STEM-13EXPRESSION OF STEM CELL, PROLIFERATION AND CHEMORESISTANCE MARKERS IN GLIOMA CELLS IN THE TUMOR PERIPHERY

Gliomas are highly infiltrative tumors incurable with surgery. Although surgery removes the bulk tumor, tumor cells in the periphery are left behind resulting in tumor relapses. The aim of the present study was to characterize the phenotype of tumor cells in the periphery focusing on tumor stemness, proliferation and chemoresistance. This was investigated in situ in patient glioma tissue as well as in orthotopic glioblastoma xenografts. We identified 26 gliomas having the R132 mutation in Isocitrate DeHydrogenase 1 (mIDH1). A double immunofluorescence approach identifying mIDH1 positive tumor cells and a panel of markers was used. The panel comprised of five different stem cell markers (CD133, Musashi-1, Bmi-1, Sox-2 and Nestin), the proliferationmarker Ki-67 as well as MGMT. Computer-based automated classifiers were designed to measure the mIDH1 positive nucleus area-fraction of the chosen markers.
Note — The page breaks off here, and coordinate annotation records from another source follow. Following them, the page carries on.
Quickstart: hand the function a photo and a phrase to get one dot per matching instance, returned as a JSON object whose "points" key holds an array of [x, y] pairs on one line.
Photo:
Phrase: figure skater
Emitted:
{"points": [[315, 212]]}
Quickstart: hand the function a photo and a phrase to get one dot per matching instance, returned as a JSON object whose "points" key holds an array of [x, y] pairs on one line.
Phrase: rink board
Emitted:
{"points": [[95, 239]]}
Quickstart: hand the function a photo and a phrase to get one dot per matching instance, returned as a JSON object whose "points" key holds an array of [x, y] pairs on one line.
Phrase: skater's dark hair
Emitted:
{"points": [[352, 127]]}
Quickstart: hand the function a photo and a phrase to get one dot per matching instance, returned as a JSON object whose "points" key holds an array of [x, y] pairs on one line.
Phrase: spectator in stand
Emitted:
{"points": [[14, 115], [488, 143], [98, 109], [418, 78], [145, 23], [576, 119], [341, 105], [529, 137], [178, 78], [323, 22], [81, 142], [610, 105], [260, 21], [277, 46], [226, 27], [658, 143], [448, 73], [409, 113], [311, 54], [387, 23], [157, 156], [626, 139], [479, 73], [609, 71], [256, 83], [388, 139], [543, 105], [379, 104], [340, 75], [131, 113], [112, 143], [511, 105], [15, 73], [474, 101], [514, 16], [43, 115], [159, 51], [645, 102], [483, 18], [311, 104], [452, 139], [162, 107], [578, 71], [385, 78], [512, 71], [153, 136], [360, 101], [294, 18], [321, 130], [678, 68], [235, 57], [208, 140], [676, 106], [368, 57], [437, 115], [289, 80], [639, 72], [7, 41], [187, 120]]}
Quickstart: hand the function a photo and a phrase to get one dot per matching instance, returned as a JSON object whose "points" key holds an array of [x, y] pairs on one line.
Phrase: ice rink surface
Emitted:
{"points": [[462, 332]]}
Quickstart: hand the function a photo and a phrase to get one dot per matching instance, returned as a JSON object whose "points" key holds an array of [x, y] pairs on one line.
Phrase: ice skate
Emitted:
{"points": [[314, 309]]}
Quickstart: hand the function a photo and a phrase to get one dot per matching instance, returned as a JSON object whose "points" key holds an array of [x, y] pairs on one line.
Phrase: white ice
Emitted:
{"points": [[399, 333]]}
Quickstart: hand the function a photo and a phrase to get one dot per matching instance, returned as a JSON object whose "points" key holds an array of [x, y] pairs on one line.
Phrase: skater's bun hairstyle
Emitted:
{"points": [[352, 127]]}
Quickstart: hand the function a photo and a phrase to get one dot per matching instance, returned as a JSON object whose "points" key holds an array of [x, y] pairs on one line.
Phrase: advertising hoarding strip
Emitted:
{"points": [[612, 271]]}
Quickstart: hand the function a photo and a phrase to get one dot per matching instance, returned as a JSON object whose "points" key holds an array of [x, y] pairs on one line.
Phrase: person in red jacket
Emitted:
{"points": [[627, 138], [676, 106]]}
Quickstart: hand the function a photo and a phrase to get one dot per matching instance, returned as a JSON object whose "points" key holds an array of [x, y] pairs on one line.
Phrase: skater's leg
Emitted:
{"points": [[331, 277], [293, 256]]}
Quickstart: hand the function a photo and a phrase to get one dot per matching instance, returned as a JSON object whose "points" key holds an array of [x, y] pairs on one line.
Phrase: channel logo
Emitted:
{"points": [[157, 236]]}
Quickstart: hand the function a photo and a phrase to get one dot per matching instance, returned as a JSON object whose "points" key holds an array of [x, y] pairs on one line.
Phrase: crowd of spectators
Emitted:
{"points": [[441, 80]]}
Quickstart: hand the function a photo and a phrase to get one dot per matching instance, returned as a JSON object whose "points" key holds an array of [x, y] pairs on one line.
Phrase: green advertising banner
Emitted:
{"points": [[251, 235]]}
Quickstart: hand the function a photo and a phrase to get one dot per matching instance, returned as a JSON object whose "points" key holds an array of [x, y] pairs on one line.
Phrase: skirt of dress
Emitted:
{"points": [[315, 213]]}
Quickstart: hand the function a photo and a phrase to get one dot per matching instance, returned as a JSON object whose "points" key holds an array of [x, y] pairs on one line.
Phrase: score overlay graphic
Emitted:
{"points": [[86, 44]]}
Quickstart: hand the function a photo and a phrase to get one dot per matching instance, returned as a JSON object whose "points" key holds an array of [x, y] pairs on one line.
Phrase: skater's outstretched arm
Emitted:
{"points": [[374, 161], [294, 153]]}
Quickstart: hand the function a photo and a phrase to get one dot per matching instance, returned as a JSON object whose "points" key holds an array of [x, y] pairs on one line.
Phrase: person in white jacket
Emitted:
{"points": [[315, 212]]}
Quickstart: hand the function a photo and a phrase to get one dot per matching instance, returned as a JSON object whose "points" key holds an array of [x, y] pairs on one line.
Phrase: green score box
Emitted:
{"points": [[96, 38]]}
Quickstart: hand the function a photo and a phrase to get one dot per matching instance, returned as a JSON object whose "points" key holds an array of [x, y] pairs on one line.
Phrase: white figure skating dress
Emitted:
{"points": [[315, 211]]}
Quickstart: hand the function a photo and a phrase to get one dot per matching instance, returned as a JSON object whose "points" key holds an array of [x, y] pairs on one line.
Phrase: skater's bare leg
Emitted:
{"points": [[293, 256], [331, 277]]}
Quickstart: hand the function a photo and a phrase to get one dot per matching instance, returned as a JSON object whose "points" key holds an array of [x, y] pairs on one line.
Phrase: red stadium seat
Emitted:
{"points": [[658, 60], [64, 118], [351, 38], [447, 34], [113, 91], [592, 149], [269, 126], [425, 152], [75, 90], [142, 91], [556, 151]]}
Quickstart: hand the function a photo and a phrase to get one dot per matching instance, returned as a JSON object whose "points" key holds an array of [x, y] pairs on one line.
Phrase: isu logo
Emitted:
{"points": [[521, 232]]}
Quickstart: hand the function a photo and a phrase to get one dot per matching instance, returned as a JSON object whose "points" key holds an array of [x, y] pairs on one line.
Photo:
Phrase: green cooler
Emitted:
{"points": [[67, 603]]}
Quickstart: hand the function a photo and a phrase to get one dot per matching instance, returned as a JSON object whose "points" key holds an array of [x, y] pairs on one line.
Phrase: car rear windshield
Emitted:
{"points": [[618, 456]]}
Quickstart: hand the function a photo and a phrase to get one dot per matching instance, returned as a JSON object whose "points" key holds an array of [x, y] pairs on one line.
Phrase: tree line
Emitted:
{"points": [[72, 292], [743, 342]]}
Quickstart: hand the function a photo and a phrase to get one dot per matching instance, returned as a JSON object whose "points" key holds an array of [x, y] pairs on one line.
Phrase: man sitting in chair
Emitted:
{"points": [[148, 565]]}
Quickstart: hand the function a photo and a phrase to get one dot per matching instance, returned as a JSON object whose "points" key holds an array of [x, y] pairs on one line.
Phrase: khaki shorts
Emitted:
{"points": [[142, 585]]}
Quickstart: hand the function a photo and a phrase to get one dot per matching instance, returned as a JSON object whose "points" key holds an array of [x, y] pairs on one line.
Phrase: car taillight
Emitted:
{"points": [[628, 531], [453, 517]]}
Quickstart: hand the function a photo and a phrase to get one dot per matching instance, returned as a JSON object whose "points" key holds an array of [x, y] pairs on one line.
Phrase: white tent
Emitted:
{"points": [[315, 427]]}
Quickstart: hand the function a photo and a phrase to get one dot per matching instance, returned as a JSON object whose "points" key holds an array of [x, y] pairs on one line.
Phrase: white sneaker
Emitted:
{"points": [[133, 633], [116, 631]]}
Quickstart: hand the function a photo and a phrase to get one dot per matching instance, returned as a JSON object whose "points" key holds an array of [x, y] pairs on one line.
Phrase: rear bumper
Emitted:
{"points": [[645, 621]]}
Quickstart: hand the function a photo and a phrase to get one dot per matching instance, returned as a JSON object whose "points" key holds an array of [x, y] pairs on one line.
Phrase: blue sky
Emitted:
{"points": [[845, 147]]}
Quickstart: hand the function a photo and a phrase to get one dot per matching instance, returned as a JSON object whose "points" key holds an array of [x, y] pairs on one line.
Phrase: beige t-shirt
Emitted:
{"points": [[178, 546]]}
Moreover orthotopic glioblastoma xenografts from five different patient-derived spheroid cultures were obtained. A double immunofluorescence approach identifying vimentin positive tumor cells and the same panel of markers were used, except MGMT since most tumors were MGMT methylated. The results showed that tumor cells in the periphery of patient gliomas expressed stem cell markers, however at a significantly lower level than in the tumor core. The Ki-67 level was significantly reduced, whereas the reduction in the MGMT level did not reach significance. In orthotopic glioblastoma xenografts same results were obtained for Sox-2, Nestin and Ki-67, where as the other markers were expressed at the same level in core and periphery. In conclusion tumor cells in the periphery of patient gliomas displayed reduced but to a large degree preserved stemness and proliferation. Novel therapies aiming at preventing recurrence should therefore take tumor stemness into account. Orthotopic glioblastoma xenografts to a large degree mimic patient tumors and therefore have a promising translational potential.